# Sony FINALLY signs deal with Marvel for use of Spider-Man!



## chavosaur (Feb 10, 2015)

IIIIIIIIIIIIIIIIIIIIIIIIITS HAPEEEENNIIIIIIIIIIING

According to Marvel itself, Sony has finally signed a deal with Marvel to bring Spiderman back into the full marvel universe, and allow spiderman to appear alongside other marvel heroes.

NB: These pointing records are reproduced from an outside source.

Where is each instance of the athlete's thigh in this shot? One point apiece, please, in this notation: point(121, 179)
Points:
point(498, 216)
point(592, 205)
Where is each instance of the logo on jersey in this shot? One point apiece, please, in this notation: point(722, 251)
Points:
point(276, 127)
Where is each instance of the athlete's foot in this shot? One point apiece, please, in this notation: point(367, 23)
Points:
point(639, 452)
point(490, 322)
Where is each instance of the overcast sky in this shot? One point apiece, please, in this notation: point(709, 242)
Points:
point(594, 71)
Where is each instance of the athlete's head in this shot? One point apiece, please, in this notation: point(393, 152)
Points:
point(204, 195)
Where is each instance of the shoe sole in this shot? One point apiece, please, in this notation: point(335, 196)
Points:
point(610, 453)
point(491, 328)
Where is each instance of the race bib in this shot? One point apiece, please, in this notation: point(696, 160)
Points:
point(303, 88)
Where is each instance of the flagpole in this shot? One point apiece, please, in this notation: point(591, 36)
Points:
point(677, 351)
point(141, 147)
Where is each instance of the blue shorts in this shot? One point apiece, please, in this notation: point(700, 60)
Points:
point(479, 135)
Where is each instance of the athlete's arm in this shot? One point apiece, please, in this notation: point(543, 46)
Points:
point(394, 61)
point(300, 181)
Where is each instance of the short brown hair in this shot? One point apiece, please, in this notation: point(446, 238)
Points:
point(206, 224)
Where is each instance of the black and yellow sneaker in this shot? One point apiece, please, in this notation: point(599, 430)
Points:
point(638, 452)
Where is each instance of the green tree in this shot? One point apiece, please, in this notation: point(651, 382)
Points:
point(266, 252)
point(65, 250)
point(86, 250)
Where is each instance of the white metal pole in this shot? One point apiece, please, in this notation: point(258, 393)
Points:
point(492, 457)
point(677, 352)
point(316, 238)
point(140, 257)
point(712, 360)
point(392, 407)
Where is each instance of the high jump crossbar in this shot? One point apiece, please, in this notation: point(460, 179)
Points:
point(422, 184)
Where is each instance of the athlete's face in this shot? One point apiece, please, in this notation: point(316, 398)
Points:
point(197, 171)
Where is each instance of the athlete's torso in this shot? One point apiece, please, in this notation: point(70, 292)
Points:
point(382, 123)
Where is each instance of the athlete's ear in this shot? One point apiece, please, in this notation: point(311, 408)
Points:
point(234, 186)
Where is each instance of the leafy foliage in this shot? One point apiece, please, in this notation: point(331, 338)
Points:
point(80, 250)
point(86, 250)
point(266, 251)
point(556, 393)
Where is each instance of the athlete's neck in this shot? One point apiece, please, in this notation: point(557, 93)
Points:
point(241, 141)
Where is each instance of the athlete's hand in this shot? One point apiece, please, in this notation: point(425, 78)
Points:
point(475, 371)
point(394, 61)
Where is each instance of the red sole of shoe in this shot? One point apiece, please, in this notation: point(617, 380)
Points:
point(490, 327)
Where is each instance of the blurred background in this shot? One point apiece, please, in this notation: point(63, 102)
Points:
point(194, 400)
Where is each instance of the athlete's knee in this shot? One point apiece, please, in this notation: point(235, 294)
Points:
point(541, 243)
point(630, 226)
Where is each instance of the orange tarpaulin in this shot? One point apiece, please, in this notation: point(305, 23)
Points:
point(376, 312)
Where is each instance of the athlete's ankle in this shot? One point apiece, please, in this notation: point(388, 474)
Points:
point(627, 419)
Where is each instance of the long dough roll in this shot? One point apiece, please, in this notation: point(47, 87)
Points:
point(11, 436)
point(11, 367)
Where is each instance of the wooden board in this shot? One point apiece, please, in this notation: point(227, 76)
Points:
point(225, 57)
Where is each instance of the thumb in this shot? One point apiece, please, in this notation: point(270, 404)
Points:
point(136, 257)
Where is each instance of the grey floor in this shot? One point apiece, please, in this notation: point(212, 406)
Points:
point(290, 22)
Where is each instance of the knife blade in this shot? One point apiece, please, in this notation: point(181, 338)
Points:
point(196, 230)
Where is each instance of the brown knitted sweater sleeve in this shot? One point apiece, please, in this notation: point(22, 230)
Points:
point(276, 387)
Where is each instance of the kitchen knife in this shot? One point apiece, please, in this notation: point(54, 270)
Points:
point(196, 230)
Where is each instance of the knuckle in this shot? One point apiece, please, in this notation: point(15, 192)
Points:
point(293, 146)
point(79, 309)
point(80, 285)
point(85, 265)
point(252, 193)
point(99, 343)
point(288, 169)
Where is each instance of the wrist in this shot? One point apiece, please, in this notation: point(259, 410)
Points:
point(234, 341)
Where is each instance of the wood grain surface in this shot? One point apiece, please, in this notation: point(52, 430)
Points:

> (Culver City, California, and Burbank, California February 09, 2015) – Sony Pictures Entertainment and Marvel Studios announced today that Sony is bringing Marvel into the amazing world of Spider-Man.
> Under the deal, the new Spider-Man will first appear in a Marvel film from Marvel's Cinematic Universe (MCU). Sony Pictures will thereafter release the next installment of its $4 billion Spider-Man franchise, on July 28, 2017, in a film that will be co-produced by Kevin Feige and his expert team at Marvel and Amy Pascal, who oversaw the franchise launch for the studio 13 years ago. Together, they will collaborate on a new creative direction for the web slinger. Sony Pictures will continue to finance, distribute, own and have final creative control of the Spider-Man films.
> Marvel and Sony Pictures are also exploring opportunities to integrate characters from the MCU into future Spider-Man films.


 SAUCE

Its about damn time, this gets me hyped for spiderman in the future


----------



## VinsCool (Feb 10, 2015)

Yeah I see that on facebook 20 minutes earlier


----------



## Tiffani (Feb 10, 2015)

Fingers crossed this goes well. It's basically inevitable, but I wish they wouldn't recast. I like Andrew Garfield. Plus, I really don't want another origin story.


----------



## Gahars (Feb 11, 2015)

Bring back Spectacular Spider-Man and then we'll talk.


----------



## Hyro-Sama (Feb 11, 2015)

Gahars said:


> Bring back Spectacular Spider-Man and then we'll talk.


 

We need that in live-action. It's the only way I'll be interested in Spider-Man again.


----------



## AsPika2219 (Feb 11, 2015)

I loves Spider-Man forever...........


----------



## BORTZ (Feb 11, 2015)

I am so happy I could cry


----------



## Tom Bombadildo (Feb 11, 2015)

Maybe they'll make some less shit Spiderman movies now. That casts Bortz as Spiderman. I'd watch that.


----------